The whole struggling mass approached very swiftly, growing rapidly larger, and coming out black and featureless against the afternoon sun and above the blinding welter of the Upper Rapids. It grew like a storm cloud until once more it darkened the sky. The flat Asiatic airships kept high above the Germans and behind them, and fired unanswered bullets into their gas-chambers and upon their flanks—the one-man flying-machines hovered and alighted like a swarm of attacking bees. Nearer they came, and nearer, filling the lower heaven. Two of the Germans swooped and rose again, but the Hohenzollern had suffered too much for that. She lifted weakly, turned sharply as if to get out of the battle, burst into flames fore and aft, swept down to the water, splashed into it obliquely, and rolled over and over and came down stream rolling and smashing and writhing like a thing alive, halting and then coming on again, with her torn and bent propeller still beating the air. The bursting flames spluttered out again in clouds of steam. It was a disaster gigantic in its dimensions. She lay across the rapids like an island, like tall cliffs, tall cliffs that came rolling, smoking, and crumpling, and collapsing, advancing with a sort of fluctuating rapidity upon Bert. One Asiatic airship—it looked to Bert from below like three hundred yards of pavement—whirled back and circled two or three times over that great overthrow, and half a dozen crimson flying-machines danced for a moment like great midges in the sunlight before they swept on after their fellows. The rest of the fight had already gone over the island, a wild crescendo of shots and yells and smashing uproar. It was hidden from Bert now by the trees of the island, and forgotten by him in the nearer spectacle of the huge advance of the defeated German airship. Something fell with a mighty smashing and splintering of boughs unheeded behind him.

It seemed for a time that the Hohenzollern must needs break her back upon the Parting of the Waters, and then for a time her propeller flopped and frothed in the river and thrust the mass of buckling, crumpled wreckage towards the American shore. Then the sweep of the torrent that foamed down to the American Fall caught her, and in another minute the immense mass of deflating wreckage, with flames spurting out in three new places, had crashed against the bridge that joined Goat Island and Niagara city, and forced a long arm, as it were, in a heaving tangle under the central span. Then the middle chambers blew up with a loud report, and in another moment the bridge had given way and the main bulk of the airship, like some grotesque cripple in rags, staggered, flapping and waving flambeaux to the crest of the Fall and hesitated there and vanished in a desperate suicidal leap.

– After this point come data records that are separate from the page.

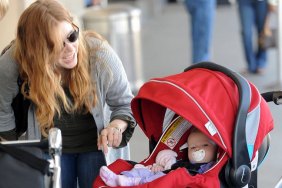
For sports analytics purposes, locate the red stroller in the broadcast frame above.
[93,62,273,188]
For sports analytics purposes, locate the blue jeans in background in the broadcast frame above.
[185,0,217,63]
[237,0,268,73]
[61,151,106,188]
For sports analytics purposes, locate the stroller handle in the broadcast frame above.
[261,91,282,105]
[184,62,251,187]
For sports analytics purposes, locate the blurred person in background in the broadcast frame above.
[184,0,217,63]
[237,0,275,74]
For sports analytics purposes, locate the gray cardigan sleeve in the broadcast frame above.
[88,38,136,146]
[0,46,19,132]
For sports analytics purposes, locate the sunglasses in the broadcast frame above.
[63,23,79,47]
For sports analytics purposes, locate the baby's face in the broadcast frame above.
[187,131,217,163]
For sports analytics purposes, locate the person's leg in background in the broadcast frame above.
[255,0,268,73]
[238,0,256,73]
[61,154,77,188]
[185,0,216,63]
[77,151,106,188]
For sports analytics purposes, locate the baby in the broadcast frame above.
[100,128,217,187]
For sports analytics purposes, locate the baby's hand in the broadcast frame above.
[151,163,164,172]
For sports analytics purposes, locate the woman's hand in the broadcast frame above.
[151,163,165,172]
[98,119,127,154]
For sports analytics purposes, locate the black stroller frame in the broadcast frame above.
[0,128,62,188]
[261,91,282,188]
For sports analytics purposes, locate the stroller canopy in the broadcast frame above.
[131,64,273,160]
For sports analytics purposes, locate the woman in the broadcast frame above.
[0,0,9,20]
[0,0,136,188]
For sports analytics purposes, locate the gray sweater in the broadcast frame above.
[0,38,133,163]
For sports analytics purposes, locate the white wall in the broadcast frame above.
[0,0,84,51]
[0,0,34,51]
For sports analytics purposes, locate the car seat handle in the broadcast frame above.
[184,62,251,187]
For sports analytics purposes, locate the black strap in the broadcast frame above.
[0,144,49,175]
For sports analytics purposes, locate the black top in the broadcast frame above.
[54,90,98,153]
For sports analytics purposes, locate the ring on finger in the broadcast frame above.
[113,127,121,132]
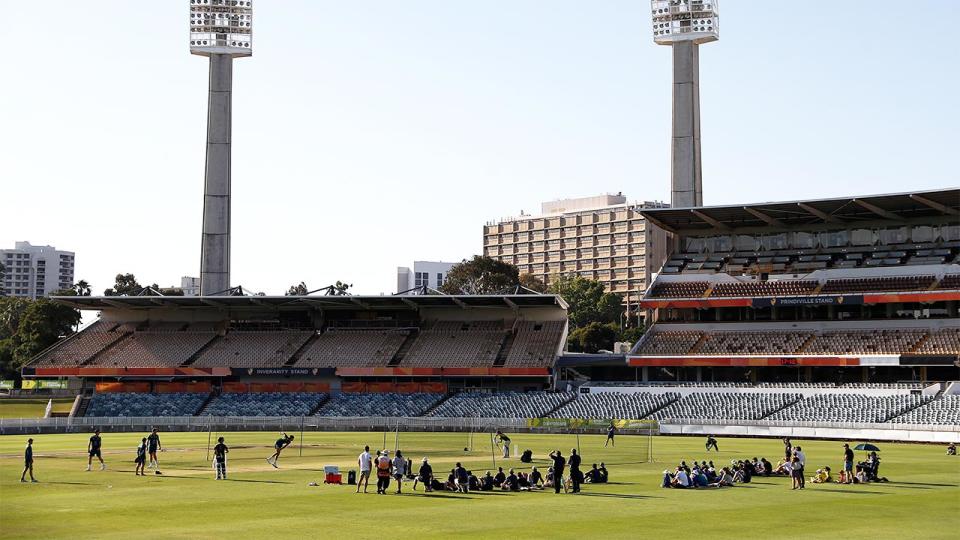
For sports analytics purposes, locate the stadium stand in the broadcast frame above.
[85,392,208,417]
[504,321,564,367]
[652,392,803,420]
[87,330,217,367]
[767,394,930,423]
[200,392,328,416]
[316,393,444,418]
[29,321,128,367]
[428,392,576,418]
[890,395,960,426]
[192,331,313,368]
[550,392,680,420]
[294,328,411,367]
[401,321,507,367]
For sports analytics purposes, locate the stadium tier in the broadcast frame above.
[429,392,576,418]
[200,392,329,416]
[316,392,444,418]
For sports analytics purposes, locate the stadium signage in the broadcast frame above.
[752,295,863,307]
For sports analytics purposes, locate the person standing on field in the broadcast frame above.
[87,429,107,471]
[20,439,37,483]
[550,450,567,494]
[213,437,230,480]
[357,446,373,493]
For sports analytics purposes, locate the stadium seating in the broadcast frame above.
[294,328,410,367]
[650,281,710,298]
[696,330,810,355]
[401,321,506,367]
[913,328,960,354]
[429,392,576,418]
[88,331,216,367]
[805,329,926,354]
[84,392,208,417]
[890,395,960,426]
[200,392,327,416]
[33,321,128,367]
[637,330,703,356]
[316,393,444,418]
[192,331,313,368]
[504,321,564,367]
[550,392,680,420]
[767,394,930,423]
[652,392,803,420]
[710,280,819,298]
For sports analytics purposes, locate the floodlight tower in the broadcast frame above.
[190,0,253,296]
[650,0,720,207]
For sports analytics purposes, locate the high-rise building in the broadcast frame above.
[397,261,458,293]
[483,193,667,304]
[0,242,74,299]
[650,0,720,208]
[190,0,253,296]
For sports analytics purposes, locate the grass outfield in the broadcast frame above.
[0,432,960,540]
[0,398,73,418]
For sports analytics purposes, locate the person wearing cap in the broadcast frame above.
[377,450,390,495]
[413,456,433,493]
[550,450,567,495]
[840,443,853,484]
[569,448,583,493]
[87,429,107,471]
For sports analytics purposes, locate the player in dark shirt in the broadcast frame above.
[550,450,567,493]
[20,439,37,483]
[87,429,107,471]
[133,437,147,476]
[213,437,230,480]
[267,433,293,469]
[147,428,163,474]
[603,422,617,448]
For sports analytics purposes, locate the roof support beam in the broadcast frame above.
[853,199,903,221]
[690,210,730,231]
[910,193,960,216]
[743,206,786,228]
[797,203,843,223]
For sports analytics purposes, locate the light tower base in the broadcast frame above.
[200,54,233,296]
[670,41,703,208]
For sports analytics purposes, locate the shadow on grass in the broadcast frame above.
[578,491,663,500]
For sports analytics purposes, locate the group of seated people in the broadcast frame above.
[413,458,609,493]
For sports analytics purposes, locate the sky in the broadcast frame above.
[0,0,960,294]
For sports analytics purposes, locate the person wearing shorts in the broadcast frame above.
[87,429,107,471]
[357,446,373,493]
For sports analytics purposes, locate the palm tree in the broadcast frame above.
[73,279,90,296]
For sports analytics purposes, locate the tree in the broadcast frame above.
[284,281,309,296]
[549,274,623,328]
[103,274,143,296]
[440,255,520,294]
[567,322,619,353]
[520,274,547,293]
[73,279,90,296]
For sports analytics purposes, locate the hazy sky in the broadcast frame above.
[0,0,960,294]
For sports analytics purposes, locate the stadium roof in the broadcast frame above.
[51,294,567,310]
[640,189,960,234]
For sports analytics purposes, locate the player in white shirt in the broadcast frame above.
[357,446,373,493]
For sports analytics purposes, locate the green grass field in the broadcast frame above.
[0,432,960,540]
[0,398,73,418]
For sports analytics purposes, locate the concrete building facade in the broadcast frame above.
[483,193,667,304]
[396,261,458,293]
[0,242,75,299]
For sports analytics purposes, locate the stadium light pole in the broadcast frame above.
[650,0,720,208]
[190,0,253,296]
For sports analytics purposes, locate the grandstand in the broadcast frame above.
[632,189,960,386]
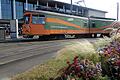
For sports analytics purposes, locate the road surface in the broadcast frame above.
[0,38,96,80]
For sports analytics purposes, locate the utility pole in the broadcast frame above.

Its detached fore-end remained jammed against that little island, Green Island it used to be called, which forms the stepping-stone between the mainland and Goat Island's patch of trees.

Bert followed this disaster from the Parting of the Waters to the bridge head. Then, regardless of cover, regardless of the Asiatic airship hovering like a huge house roof without walls above the Suspension Bridge, he sprinted along towards the north and came out for the first time upon that rocky point by Luna Island that looks sheer down upon the American Fall. There he stood breathless amidst that eternal rush of sound, breathless and staring.

Far below, and travelling rapidly down the gorge, whirled something like a huge empty sack. For him it meant—what did it not mean?—the German air-fleet, Kurt, the Prince, Europe, all things stable and familiar, the forces that had brought him, the forces that had seemed indisputably victorious. And it went down the rapids like an empty sack and left the visible world to Asia, to yellow people beyond Christendom, to all that was terrible and strange!